Arch. Myriam B. Mahiques Curriculum Vitae

Wednesday, July 27, 2011

The decay of monuments

Mayan ruins at Xunantunich near San Ignacio. From
San Ignacio Ruins, Misiones, Argentina. Picture posted by Kelly Davico at

There is a comfort in the strength of love,
Making that pang endurable, which else
Would overset the brain—or break the heart.

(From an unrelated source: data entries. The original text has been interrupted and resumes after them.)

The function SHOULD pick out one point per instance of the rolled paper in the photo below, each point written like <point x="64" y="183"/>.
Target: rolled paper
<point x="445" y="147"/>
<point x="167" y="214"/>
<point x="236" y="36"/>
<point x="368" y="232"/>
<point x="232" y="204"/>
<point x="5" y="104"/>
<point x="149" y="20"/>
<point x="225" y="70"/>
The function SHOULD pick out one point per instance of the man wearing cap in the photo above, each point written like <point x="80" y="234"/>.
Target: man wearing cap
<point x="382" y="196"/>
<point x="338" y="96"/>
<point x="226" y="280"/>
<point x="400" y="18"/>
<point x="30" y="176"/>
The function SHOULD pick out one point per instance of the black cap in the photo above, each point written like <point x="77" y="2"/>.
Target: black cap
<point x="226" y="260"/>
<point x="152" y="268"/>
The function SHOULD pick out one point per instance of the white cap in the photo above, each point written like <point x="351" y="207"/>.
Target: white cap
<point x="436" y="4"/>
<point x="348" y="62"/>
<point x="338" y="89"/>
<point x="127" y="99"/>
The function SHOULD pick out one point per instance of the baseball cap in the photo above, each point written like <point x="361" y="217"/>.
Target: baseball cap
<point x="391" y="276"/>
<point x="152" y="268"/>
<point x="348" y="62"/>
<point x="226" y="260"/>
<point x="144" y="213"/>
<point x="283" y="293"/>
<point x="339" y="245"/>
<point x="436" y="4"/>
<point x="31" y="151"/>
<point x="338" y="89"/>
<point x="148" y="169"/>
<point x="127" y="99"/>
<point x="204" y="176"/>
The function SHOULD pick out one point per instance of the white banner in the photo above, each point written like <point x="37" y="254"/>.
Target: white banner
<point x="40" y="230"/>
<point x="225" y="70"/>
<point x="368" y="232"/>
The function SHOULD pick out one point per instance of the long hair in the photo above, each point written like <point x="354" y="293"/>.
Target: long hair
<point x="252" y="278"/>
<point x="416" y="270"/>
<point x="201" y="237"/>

The monuments which human art has raised to human pride or power may decay with that power, or survive to mock that pride; but sooner or later they perish—their place knows them not. In the aspect of a ruin, however imposing in itself, and however magnificent or dear the associations connected with it, there is always something sad and humiliating, reminding us how poor and how frail are the works of man, how unstable his hopes, and how limited his capacity compared to his aspirations! But when man has made to himself monuments of the works of God; when the memory of human affections, human intellect, human power, is blended with the immutable features of nature, they consecrate each other, and both endure together to the end. In a state of high civilization, man trusts to the record of brick and marble—the pyramid, the column, the temple, the tomb:

"Then the bust
And altar rise—then sink again to dust."

From: Visits and Sketches at Home and Abroad with Tales and Miscellanies Now First Collected Vol. III (of 3)LONDON SAUNDERS AND OTLEY, CONDUIT STREET. 1835.